Commenting on the commission’s decision, MFWP’s Wildlife Division Administrator, Don Childress, said: “This is extremely exciting news. Our agency has been working for a very long time, trying to figure out a way to conserve and protect the Sun Ranch. We are especially thankful to TPL and Roger Lang for engaging us early in the process and look forward to crafting a deal that works for everyone involved. Helping to conserve the Sun Ranch for wildlife and the sporting public will undoubtedly rank as one of our agency’s proudest achievements.”While additional funding for the proposed easement purchases will be sought from private sources as well as the federal Land and Water Conservation Fund, it is anticipated that the final purchase price will be well below the easement’s appraised fair market value.

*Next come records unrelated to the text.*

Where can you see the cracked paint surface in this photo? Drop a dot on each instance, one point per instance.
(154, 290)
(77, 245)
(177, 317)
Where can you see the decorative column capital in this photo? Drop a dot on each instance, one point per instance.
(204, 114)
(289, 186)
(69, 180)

“Ensuring that the entire Sun Ranch property is conserved has always been a top land protection priority for the Beaverhead-Deerlodge National Forest”, said Deputy Regional Forester Kathy McAllister. “It would be tragic if this property was lost to subdivision and development. Thanks to TPL and Montana Fish, Wildlife and Parks, we now have an opportunity to convert our hopes into reality. Given this strong partnership, the Sun Ranch project will undoubtedly become a regional priority for the Forest Service.”

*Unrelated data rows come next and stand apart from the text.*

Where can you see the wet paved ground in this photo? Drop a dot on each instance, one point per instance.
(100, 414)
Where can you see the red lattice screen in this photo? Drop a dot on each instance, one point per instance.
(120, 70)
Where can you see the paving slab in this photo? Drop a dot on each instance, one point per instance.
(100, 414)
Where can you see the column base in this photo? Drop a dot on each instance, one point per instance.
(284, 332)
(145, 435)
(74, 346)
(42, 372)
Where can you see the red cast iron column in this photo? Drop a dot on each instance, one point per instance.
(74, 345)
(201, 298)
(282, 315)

“As owner of the Sun Ranch, I am very much looking forward to working with TPL, the Forest Service and Montana Fish, Wildlife and Parks in creating the best example of how public-private entities can work together to find win-win solutions,” stated Roger Lang. “Once completed, this project will not only benefit the spectacular wildlife that inhabits the ranch but also the sporting public. I fully intend to have regulated public access during the general hunting season every year.”

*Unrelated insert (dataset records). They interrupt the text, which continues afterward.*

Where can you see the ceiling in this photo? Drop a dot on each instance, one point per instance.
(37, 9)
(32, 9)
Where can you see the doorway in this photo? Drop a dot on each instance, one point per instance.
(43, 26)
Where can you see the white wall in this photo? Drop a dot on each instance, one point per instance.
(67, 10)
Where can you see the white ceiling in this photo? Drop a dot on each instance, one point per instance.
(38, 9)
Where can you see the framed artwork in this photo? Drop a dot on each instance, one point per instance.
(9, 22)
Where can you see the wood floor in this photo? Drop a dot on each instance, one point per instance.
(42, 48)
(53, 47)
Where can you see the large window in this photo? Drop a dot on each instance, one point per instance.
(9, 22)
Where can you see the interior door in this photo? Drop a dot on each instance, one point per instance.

Alex Diekmann, TPL’s Montana project manager, noted: “The Sun Ranch is a valuable and treasured resource. Its wildlife and scenic values are unsurpassed and deserve to be protected. This project will be a real win for Madison Valley residents and for all of us who live in Montana. It demonstrates how different land agencies can leverage each other’s work. We are extremely proud to be working in partnership with the Forest Service and Montana Fish, Wildlife and Parks and hope that this project will lead to many more collaborative efforts between our respective organizations.”
The Trust for Public Land is a national non-profit land conservation organization dedicated to conserving land for people. TPL believes that connecting people to land is key to creating livable communities and a healthy environment for generations to come. Since 1972, TPL has worked with willing landowners, community groups, and national, state, and local agencies to complete 3,200 land conservation projects in 46 states, protecting more than 2.1 million acres. TPL has helped states and communities craft and pass 353 ballot measures, generating over $19 billion in new conservation-related funding. In Montana, TPL has helped conserve nearly 200,000 acres, including securing public access to more than 220 miles of Montana’s rivers and streams, in places like the Taylor Fork drainage south of Big Sky and the Swan River Valley in northwest Montana. In 2003, TPL purchased the largest single conservation easement in Montana’s history, protecting more than 142,000 acres in the Thompson and Fisher River Valleys west of Kalispell. TPL also assisted in the passage of two $10 million bond measures in Gallatin County to fund the conservation of numerous working farms and ranches throughout the Gallatin Valley. TPL has local offices in Bozeman and Helena.